„Irmel Kamp. Architekturbilder“ im Leopold-Hösch-Museum Düren

„Tel Aviv“ / House Paltsev (G. Sapoznikov [Sapani], 1935/36) Chazanovitch Street, Gelatinesilber-Abzug auf Baryt-Papier, 50 x 60 cm, 1989 © Irmel Kamp 2023 und Galerie Thomas Fischer, Berlin

Düren.  Mit Irmel Kamp „Architekturbilder“ zeigt das Leopold-Hoesch-Museum erstmals eine groß angelegte Werkschau der Fotografin Irmel Kamp.  Die Schau, die bis zum 23. April läuft, zeigt eine Auswahl an Arbeiten aus den vier großen – Werkgruppen „Zink“ (1978/1982, „Tel Aviv“ (1987/ 1992), „Brüssel“ (1996/ 1997) und „Moderne in Europa“ 1998/ 2006. (1987- -2006).

Seriell

Irmel Kamp [*1937 in Düsseldorf, lebt und arbeitet in Aachen und Stäfa (CH)] widmet sich in ihrem künstlerischen Werk Phänomenen regionaler Architekturen. Ausgehend von Begegnungen mit spezifischen Erscheinungsformen insbesondere der europäischen Architekturmoderne schafft sie charakteristische Werkgruppen. Dabei geht sie grundsätzlich seriell vor, verwendet ausschließlich Schwarzweißfotografie und wählt stets eine Position, die als öffentlicher Standort den Umraum miteinbezieht, zugleich aber die Prägnanz der architektonischen Form markant zum Ausdruck bringt.

Metallografin

Nach einer Ausbildung zur Metallografin, die ihr unter anderem genaue Kenntnisse fotografischer Techniken vermittelte, entschloss sich Irmel Kamp in den 1970er Jahren dazu, als freie künstlerische Fotografin zu arbeiten. Ihr Interesse an Architektur, architektonischen Strukturen und deren
Bedeutung für die Prägung kultureller Landschaften war dabei von Beginn an der künstlerische Impuls-Geber.

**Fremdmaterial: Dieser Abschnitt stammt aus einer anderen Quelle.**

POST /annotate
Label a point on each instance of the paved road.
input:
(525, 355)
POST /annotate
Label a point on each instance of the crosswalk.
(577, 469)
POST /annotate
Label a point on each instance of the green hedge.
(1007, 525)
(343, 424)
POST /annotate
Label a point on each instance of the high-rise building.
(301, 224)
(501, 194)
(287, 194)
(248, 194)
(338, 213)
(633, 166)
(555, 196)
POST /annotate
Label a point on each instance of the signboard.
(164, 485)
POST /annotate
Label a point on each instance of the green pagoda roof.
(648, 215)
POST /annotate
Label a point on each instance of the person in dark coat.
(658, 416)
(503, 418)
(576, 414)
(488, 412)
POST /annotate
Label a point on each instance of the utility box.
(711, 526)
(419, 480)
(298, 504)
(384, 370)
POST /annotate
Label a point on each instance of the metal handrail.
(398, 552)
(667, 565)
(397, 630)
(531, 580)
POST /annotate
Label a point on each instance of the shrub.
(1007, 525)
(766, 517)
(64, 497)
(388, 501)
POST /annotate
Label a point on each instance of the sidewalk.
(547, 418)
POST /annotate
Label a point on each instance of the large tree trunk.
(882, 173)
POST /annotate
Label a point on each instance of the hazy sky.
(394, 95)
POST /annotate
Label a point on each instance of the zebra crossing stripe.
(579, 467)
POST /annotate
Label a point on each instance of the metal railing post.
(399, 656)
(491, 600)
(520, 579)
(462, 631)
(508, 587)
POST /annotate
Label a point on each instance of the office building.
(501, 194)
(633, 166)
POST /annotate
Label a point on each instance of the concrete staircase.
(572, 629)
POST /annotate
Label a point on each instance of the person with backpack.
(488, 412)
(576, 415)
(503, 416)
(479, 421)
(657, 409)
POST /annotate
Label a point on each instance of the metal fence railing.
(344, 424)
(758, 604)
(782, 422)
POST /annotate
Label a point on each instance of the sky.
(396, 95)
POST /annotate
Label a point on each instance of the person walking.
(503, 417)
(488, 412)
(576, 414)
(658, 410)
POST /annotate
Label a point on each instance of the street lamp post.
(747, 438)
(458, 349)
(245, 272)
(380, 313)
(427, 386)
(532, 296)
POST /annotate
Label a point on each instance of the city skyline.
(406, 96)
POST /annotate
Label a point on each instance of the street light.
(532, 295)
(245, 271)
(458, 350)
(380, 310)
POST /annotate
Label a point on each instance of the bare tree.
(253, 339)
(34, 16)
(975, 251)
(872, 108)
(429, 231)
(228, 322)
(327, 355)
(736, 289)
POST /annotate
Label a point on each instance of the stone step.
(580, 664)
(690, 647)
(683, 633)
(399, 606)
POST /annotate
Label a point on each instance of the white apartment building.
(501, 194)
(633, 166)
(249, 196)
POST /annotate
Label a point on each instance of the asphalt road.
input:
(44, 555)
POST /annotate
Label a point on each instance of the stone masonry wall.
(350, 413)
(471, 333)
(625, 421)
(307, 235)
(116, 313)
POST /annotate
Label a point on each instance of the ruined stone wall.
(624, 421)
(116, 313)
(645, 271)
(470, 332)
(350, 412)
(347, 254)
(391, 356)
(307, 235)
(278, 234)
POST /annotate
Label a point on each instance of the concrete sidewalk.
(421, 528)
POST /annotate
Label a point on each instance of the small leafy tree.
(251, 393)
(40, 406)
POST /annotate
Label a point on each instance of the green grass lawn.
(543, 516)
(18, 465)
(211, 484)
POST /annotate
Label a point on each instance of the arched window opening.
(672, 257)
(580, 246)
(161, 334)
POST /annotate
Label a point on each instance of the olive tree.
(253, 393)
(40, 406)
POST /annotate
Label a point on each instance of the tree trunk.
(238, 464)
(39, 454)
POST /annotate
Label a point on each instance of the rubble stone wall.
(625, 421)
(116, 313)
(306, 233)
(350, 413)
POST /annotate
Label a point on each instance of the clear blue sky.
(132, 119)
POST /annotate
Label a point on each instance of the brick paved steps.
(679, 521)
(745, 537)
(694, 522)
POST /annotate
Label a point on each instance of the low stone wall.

Seit ihrer Jugend vertraut mit der Region Ostbelgiens erkundete sie später auf zahlreichen Exkursionen die Gegend zwischen Aachen und Lüttich. So entstand ihre erste große Werkgruppe „Zink“, die mit Platten aus Zinkblech verkleidete Fassaden ländlicher Architektur zeigt. Durch ihre Aufnahmen von Fassaden und Gebäudeensembles, die zugleich die Gegebenheiten vor Ort berücksichtigen und mit ihnen arbeiten, hat Irmel Kamp ein künstlerisches Dokument einer sich aus den Bedingungen des Standorts ergebenden und zugleich einem Gestaltungswillen folgenden Formfindung geschaffen.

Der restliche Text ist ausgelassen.